Elisabeth Kubler-Ross's five stages of grief. I finally had a hook, time to bait it. And so I wrote and wrote and wrote and edited and wrote. I was late starting work Tuesday morning but I felt what I was writing was more important than earning a paycheck and I could make up the time (and I did until 2 a.m.) I came up with The Five Stages of Wedding Grief. Common Ties bought the essay. Then came the fun part, and I don't mean contracts and details.

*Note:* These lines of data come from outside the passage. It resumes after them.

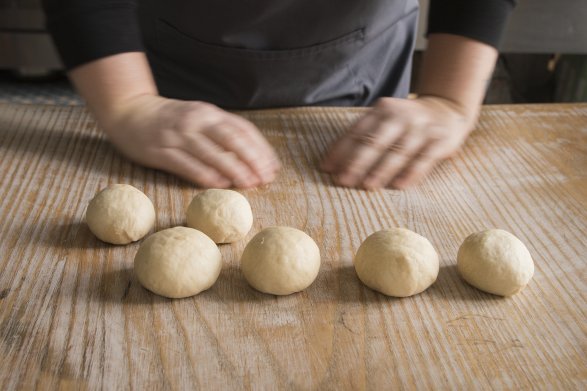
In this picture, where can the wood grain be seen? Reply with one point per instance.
(73, 316)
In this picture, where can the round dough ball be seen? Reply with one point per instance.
(281, 261)
(495, 261)
(223, 215)
(120, 214)
(397, 262)
(178, 262)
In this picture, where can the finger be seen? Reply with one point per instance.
(233, 140)
(419, 167)
(368, 150)
(268, 159)
(399, 155)
(225, 162)
(186, 166)
(341, 148)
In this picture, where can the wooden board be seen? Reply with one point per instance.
(73, 315)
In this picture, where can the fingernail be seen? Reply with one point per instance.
(326, 166)
(346, 180)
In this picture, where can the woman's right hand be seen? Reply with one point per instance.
(195, 140)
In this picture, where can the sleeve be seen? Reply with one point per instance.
(86, 30)
(482, 20)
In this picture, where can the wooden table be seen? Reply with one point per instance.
(72, 313)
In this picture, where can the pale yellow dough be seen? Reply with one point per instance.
(495, 261)
(397, 262)
(281, 261)
(178, 262)
(120, 214)
(224, 215)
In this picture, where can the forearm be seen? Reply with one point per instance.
(457, 69)
(109, 83)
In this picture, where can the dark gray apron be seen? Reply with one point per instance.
(272, 53)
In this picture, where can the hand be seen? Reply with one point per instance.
(195, 140)
(398, 142)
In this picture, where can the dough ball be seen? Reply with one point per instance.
(397, 262)
(223, 215)
(280, 261)
(495, 261)
(120, 214)
(178, 262)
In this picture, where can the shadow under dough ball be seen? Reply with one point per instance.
(178, 262)
(120, 214)
(281, 261)
(397, 262)
(224, 215)
(495, 261)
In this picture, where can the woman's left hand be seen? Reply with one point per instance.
(398, 142)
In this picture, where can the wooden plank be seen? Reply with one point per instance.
(73, 315)
(535, 26)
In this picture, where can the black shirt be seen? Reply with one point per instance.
(86, 30)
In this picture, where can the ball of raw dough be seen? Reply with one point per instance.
(120, 214)
(178, 262)
(223, 215)
(397, 262)
(280, 261)
(495, 261)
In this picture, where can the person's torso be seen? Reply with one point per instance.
(260, 53)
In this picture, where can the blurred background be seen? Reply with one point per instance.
(543, 55)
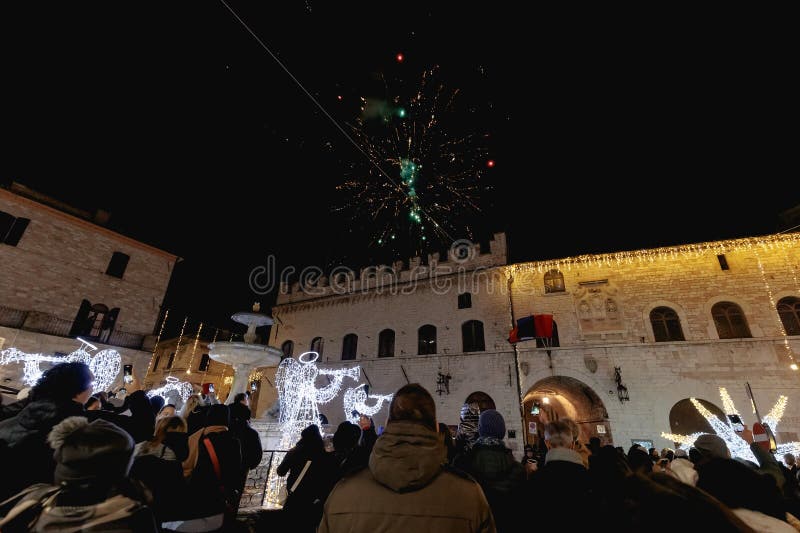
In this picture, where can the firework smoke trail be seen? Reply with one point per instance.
(435, 194)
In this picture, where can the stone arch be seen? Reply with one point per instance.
(685, 419)
(679, 310)
(483, 400)
(557, 397)
(747, 309)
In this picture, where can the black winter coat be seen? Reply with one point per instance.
(25, 456)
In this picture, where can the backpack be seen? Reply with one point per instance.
(34, 509)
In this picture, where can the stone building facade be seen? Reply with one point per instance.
(636, 334)
(65, 276)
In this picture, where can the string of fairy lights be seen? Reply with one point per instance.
(194, 348)
(783, 241)
(725, 430)
(754, 245)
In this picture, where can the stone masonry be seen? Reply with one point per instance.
(602, 318)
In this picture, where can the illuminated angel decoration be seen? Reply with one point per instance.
(299, 396)
(182, 388)
(105, 364)
(736, 444)
(356, 400)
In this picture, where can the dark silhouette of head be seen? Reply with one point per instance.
(413, 403)
(62, 382)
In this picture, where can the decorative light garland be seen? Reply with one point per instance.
(105, 364)
(299, 400)
(155, 347)
(183, 389)
(355, 400)
(779, 240)
(194, 349)
(736, 444)
(777, 316)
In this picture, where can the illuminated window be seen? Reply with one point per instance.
(666, 325)
(730, 321)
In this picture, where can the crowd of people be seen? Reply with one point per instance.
(77, 462)
(73, 461)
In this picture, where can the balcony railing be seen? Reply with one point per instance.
(52, 325)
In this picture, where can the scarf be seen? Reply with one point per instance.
(194, 447)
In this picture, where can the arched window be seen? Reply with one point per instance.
(287, 348)
(386, 343)
(553, 281)
(426, 336)
(789, 310)
(472, 336)
(349, 347)
(666, 325)
(543, 342)
(730, 321)
(316, 345)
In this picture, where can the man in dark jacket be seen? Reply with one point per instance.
(492, 464)
(562, 485)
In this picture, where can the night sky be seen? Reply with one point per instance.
(604, 137)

I have a small keepsake album that turned up in the things I brought back with me from Ohio in February when I went to visit my father. It holds pictures of my first wedding when I was young and innocent. For the first time since I bought it, I used the scanner on my HP 4-in-1 and scanned all the pictures in the album and a few more that I also found in the Ohio things. I won't post all the pictures of the wedding until Common Ties decides which picture they will use to illustrate the essay on Tuesday, July 3rd (did I mention that's the day my words and picture will hit the web?), but I thought you might enjoy seeing some other pictures I found, including one my mother sent me by Priority Mail a couple days ago that's part of a Xmas card I made when I was six years old and in the first grade. Yes, I actually wrote what's on the front of the card and, yes, I actually did know how to write in cursive in the first grade. I scanned a few other pictures and they are here.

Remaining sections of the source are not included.